My responsibilities include:

  • Creating an initial wireframe, taking into account customer feedbacks and assumptions that we have discussed together as a team member
  • Creating a working prototype from initial wireframe for user testing
  • Translating the wireframe to high-fidelity design
  • Iterating on the high-fidelity design as our user testing progresses
  • Working with engineers to ensure the final product stays true to the high-fidelity designs

Design Sprint

For this project, the team based our process on the design sprint approach: a five-day process for answering critical business questions through design, prototyping, and testing ideas with customers. The week went as follows:

  • On Monday, we observed how customers plan for demand and mapped out the challenges faced regarding demand forecasting. We visited two of our customers that are based in Singapore to ask them about their forecasting procedures and see them in action.
  • On Tuesday, we looked at our current competitors. Then, based on what we've learned so far, each of us sketched our own solutions.
  • On Wednesday, we took a look at each of our sketches, critique them, and agreed on a elements that will be used to move forward.
  • On Thursday, we turned the sketches that we worked on yesterday into an interactive prototype.
  • Lastly on Friday, we circled back with the customers we met earlier this week and sought their feedback on our prototype.

The Prototype

During the design sprint, we observed a common pattern on what our customers needed to do their forecasting: While they want to see our recommended reorder number for a product based on past sales, they still wanted to see historical sales number, so they can feel for themselves whether the number is correct or not.

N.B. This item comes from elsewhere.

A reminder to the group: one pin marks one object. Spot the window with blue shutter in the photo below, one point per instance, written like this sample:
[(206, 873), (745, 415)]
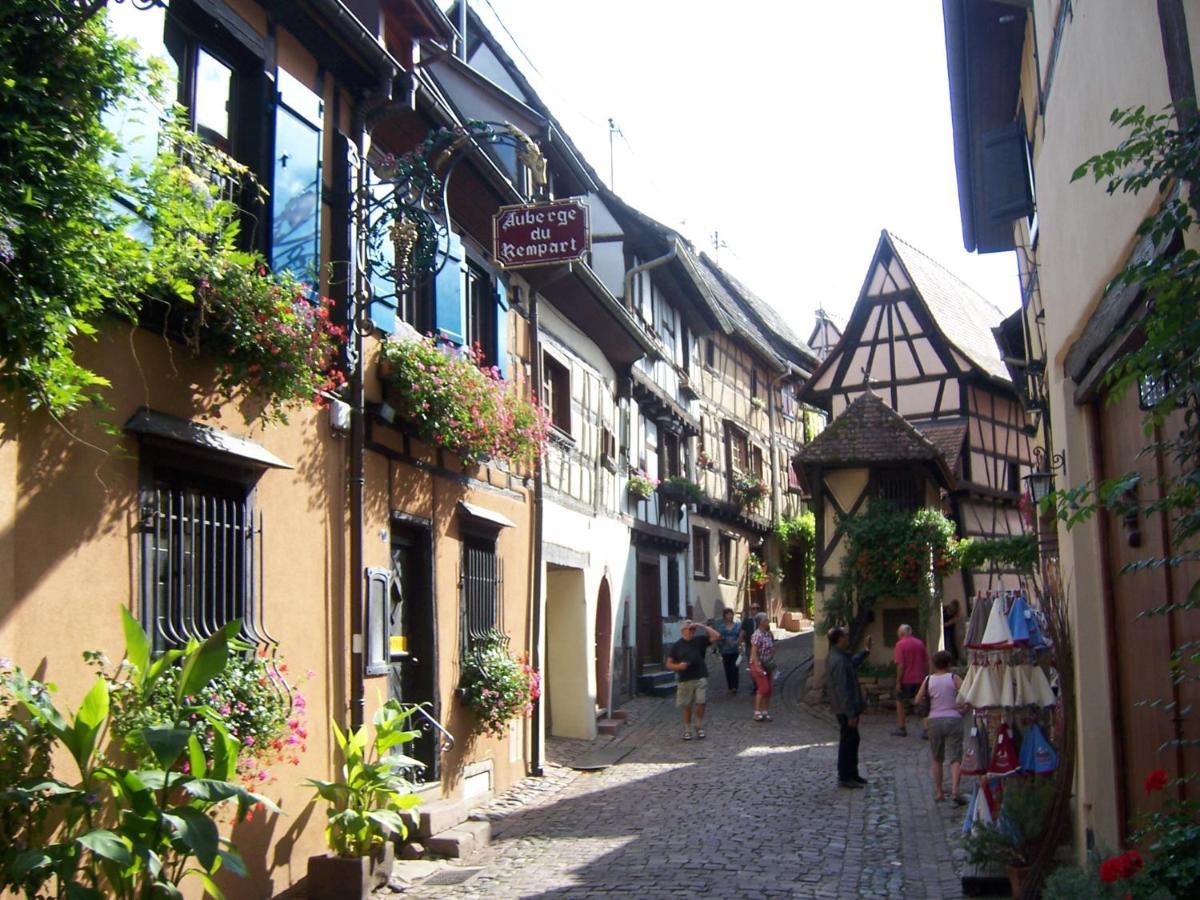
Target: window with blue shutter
[(449, 303), (295, 189)]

After showing the first prototype to our customers, we also realized they needed to see additional information such as the available stocks and how many are already in a draft Purchase Order. We noted that while they want to see the recommended reorder numbers, customers still want to edit these numbers based on their knowledge of the stock before adding it to a Purchase Order.

I then wireframed our design as a low fidelity prototype to be sent to customers. The initial prototype was a two-step process: Reviewing the forecast number and Purchase Orders to reorder the items.

Wireframe for reviewing forecast number
Wireframe for Purchase Order generation

We continued to iterate on the prototype based on user feedback.

The Design

Once customers have validated the protoypes, I got to work with the high fidelity designs.

Clicking on each product variant will bring up the following graph. We also explain how we calculate the forecast number

Clicking on Add will create a draft Purchase Order (PO) with the product specified. However, if there is already an existing draft PO from the same supplier to be sent to that location, we consolidate the POs.

Customer can view the list of POs created from forecasting by accessing the Purchase Order tab

What happened after the beta launch

While demand forecasting is still a top problem to solve of our customers and our prototype was well received, it was still long ways from achieving a product-market fit. Specifically, we needed to improve on the forecasting models to accomodate events like seasonality to be up to par with our competitors.

However, the company went with another direction and the demand forecasting efforts were shelved. A year later, TradeGecko was acquired by Intuit.